Editor’s Note: Both Gander Mountain and Best Buy are allowed two signs because of their proximity to the Interstate and Campbell Station Road. That’s why at this time the Outlet Drive hotel doesn’t qualify for a large Interstate sign — it’s too far from Campbell Station Road.

• Via I have not complained about the “Calming Islands” on Grigsby Chapel Road. I may have thought the road was too narrow for the islands but on the other hand, if they slowed traffic and maybe saved a serious injury or a life, they were probably worth it. They have never been pretty but NOW!!! The islands are overgrown, full of weeds and are an embarrassment to all the homeowners in subdivisions on Grigsby Chapel. They look as though they were installed in a third-world country whose treasury somehow found money to build the structures but lacked the funds to maintain them. These “Calming Islands” are a disgrace to the entire town of Farragut and this neglect cannot be blamed on the previous administration.

• Via e-mail: I have to agree with [U.S.] Rep. [John J.] Duncan [Jr.]’s opinion that red-light cameras are basically a money-making racket. Driving is hard enough already without the distraction of these red-light cameras. Every time I approach one of these intersections I’m watching the light to see if it is going to change on me — and not the traffic ahead of me. I also have to worry about somebody ramming me from behind because I’m coming to a “complete stop” on right turns — a law that used to be enforced about as often as the one against jaywalking. Most accidents are the result of speeding, texting, tailgating, and drunk driving, and red-light cameras don’t catch any of these offenders. It’s time to put red-light cameras on the ballot and let voters decide if they want them.
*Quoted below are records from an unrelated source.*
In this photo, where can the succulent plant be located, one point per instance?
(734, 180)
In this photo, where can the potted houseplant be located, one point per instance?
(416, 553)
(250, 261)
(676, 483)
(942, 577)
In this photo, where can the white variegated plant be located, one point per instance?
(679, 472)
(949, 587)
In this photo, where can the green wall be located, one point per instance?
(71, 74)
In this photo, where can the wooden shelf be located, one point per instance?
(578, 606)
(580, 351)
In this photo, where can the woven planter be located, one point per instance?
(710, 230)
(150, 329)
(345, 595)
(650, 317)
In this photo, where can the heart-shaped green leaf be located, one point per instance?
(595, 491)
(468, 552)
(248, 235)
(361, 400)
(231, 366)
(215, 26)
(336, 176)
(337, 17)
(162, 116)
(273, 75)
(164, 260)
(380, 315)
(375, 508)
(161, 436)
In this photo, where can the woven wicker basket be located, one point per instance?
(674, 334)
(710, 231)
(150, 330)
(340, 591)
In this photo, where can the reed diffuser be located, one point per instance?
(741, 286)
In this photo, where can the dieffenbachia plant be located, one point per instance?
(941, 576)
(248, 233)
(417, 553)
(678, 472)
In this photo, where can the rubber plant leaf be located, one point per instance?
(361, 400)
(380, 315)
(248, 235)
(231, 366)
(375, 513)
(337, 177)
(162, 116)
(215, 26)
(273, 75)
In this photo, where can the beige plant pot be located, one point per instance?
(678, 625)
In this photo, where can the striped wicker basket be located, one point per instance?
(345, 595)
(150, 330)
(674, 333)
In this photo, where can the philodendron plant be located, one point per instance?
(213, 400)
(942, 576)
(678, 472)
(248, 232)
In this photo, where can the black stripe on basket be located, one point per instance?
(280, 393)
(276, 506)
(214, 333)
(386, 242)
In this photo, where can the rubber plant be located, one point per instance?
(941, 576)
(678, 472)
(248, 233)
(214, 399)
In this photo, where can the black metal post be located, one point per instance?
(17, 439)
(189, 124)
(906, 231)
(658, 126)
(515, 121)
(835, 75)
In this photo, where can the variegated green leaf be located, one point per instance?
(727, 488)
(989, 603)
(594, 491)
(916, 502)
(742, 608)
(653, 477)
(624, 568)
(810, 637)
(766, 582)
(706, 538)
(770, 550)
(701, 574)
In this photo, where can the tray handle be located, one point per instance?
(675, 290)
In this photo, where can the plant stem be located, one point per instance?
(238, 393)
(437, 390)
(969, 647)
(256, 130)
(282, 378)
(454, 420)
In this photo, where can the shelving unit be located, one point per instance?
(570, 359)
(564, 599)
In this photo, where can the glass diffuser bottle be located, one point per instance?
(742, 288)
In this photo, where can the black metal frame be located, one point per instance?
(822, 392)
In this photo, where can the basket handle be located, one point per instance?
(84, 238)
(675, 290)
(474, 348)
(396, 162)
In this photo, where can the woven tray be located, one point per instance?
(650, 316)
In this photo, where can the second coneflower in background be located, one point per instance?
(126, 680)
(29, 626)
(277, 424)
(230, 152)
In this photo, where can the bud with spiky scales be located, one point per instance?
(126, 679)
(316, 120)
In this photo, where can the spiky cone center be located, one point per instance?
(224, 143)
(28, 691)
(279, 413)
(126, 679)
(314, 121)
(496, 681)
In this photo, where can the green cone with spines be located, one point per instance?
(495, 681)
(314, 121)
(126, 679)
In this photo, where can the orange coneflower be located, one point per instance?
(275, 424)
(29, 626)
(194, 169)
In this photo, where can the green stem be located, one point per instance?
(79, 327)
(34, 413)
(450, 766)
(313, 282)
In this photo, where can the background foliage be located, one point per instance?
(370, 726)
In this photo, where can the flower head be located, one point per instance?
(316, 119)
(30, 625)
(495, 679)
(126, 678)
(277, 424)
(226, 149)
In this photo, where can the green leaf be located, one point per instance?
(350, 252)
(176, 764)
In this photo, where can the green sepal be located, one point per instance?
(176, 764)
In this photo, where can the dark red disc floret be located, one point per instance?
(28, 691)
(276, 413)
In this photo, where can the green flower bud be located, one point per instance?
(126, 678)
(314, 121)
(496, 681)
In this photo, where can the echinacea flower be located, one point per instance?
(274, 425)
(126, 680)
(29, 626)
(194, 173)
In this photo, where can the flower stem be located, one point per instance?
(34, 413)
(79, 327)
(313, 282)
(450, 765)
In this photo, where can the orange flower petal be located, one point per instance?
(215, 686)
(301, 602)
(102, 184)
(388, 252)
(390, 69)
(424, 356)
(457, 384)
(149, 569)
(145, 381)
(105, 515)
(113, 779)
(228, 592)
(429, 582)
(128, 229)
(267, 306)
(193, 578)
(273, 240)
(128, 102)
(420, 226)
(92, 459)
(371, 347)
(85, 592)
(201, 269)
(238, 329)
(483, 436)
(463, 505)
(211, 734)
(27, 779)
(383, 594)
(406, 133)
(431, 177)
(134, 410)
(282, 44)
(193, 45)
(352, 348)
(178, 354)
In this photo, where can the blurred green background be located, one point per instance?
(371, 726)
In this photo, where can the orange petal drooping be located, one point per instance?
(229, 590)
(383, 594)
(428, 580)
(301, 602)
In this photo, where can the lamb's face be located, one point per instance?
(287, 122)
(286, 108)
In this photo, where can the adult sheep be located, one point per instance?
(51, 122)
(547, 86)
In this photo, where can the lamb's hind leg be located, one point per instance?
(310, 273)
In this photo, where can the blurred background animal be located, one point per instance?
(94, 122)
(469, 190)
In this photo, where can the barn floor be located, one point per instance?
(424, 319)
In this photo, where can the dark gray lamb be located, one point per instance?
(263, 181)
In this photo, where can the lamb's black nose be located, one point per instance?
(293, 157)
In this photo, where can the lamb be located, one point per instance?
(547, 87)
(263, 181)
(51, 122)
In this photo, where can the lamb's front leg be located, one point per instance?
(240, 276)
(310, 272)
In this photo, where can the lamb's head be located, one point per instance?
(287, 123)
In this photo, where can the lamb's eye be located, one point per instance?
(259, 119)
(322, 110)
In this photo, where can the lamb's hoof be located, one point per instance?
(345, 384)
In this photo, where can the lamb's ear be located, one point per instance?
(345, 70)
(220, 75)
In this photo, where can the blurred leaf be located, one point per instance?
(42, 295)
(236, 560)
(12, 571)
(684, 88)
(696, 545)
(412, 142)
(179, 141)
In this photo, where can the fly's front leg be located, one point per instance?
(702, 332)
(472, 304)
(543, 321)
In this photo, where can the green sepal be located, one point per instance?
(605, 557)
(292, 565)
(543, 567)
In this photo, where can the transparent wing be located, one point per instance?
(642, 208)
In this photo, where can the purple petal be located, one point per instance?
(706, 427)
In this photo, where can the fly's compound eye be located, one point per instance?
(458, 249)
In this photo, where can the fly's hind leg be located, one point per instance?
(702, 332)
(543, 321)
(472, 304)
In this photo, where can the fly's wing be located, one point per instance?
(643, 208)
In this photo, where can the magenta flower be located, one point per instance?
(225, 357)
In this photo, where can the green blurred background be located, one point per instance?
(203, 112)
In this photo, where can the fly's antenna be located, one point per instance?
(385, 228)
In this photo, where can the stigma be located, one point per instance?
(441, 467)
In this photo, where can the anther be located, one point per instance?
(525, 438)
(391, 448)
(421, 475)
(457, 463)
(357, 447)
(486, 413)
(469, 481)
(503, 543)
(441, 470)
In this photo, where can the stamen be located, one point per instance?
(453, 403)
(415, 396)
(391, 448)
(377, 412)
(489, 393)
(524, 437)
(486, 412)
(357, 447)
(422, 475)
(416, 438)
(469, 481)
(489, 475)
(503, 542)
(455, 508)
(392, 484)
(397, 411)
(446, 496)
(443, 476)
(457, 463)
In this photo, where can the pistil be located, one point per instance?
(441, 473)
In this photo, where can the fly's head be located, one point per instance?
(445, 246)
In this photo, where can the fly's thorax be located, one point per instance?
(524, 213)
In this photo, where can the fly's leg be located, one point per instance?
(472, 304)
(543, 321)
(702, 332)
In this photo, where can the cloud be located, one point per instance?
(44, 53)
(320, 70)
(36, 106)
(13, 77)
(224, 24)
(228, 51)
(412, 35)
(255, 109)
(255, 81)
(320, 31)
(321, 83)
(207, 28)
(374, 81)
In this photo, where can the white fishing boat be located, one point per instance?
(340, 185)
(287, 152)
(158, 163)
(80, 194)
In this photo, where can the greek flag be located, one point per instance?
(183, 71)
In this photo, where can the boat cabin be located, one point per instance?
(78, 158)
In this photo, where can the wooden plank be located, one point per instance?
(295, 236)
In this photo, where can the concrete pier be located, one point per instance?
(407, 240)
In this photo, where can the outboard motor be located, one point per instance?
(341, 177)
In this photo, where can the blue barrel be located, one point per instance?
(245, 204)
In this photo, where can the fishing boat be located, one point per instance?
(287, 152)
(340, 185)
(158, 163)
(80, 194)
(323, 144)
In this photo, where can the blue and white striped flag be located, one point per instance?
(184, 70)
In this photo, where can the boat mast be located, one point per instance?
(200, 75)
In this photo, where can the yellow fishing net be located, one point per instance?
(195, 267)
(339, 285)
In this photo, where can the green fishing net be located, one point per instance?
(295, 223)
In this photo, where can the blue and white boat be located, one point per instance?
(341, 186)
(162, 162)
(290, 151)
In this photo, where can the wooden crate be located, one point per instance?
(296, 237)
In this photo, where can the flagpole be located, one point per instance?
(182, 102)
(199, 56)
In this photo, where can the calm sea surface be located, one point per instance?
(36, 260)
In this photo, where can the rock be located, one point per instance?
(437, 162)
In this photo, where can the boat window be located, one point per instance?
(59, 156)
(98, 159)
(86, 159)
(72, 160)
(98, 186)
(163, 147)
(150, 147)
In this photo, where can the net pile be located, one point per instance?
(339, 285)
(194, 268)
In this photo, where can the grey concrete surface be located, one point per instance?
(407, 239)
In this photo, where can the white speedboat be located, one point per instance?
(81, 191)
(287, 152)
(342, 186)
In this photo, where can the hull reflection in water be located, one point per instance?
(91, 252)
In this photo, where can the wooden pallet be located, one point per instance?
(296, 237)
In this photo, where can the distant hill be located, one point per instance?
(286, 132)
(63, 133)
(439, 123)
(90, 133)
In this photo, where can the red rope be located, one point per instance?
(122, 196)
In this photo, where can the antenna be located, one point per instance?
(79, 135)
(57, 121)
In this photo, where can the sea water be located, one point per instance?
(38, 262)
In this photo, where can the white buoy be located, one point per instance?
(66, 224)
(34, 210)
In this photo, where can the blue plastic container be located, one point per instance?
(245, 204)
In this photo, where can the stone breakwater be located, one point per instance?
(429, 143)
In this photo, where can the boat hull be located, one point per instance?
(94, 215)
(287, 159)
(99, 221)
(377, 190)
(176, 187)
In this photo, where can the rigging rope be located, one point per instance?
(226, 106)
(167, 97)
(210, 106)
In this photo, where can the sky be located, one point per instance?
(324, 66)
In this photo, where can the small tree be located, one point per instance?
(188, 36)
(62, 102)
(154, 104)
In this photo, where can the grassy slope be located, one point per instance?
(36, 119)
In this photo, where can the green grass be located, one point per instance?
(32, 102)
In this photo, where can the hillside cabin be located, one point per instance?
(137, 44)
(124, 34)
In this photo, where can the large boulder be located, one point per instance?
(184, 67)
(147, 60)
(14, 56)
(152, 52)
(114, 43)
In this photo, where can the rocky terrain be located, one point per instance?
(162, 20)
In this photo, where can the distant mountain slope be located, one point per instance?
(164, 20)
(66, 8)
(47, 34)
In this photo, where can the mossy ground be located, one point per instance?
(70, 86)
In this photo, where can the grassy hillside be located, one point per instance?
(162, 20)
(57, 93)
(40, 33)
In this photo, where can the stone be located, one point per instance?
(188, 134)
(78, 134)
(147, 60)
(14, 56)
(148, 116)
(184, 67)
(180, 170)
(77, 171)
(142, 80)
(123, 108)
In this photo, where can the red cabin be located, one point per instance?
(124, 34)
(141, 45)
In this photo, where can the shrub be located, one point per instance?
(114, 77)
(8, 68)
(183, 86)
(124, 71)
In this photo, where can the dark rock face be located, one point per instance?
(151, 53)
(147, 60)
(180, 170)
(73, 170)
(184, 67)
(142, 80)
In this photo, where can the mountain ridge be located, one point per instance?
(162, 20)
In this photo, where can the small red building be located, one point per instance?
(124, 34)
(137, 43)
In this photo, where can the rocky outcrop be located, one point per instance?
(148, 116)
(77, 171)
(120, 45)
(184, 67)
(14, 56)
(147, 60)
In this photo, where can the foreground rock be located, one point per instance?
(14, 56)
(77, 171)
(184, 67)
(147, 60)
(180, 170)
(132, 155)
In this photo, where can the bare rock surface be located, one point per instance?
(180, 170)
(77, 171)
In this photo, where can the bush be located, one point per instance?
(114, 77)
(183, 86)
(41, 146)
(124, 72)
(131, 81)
• Via e-mail: I just wanted to thank Farragut High School band director Ron Rogers for inviting alumni band members to march in the [Independence Day] parade. We had a blast! I hope it becomes an annual event and I hope we can have even more alumni participate (especially those from the ’80s or older generation). On a more personal note, it was almost one year ago, July 8 to be exact, that I was diagnosed with breast cancer and have had two rounds of chemo, two surgeries, and am halfway through with radiation. I really appreciated the opportunity to get out there and tell cancer who is boss! I hope to encourage others to do the same. Thank you so much for the great time and I’ll be there next year!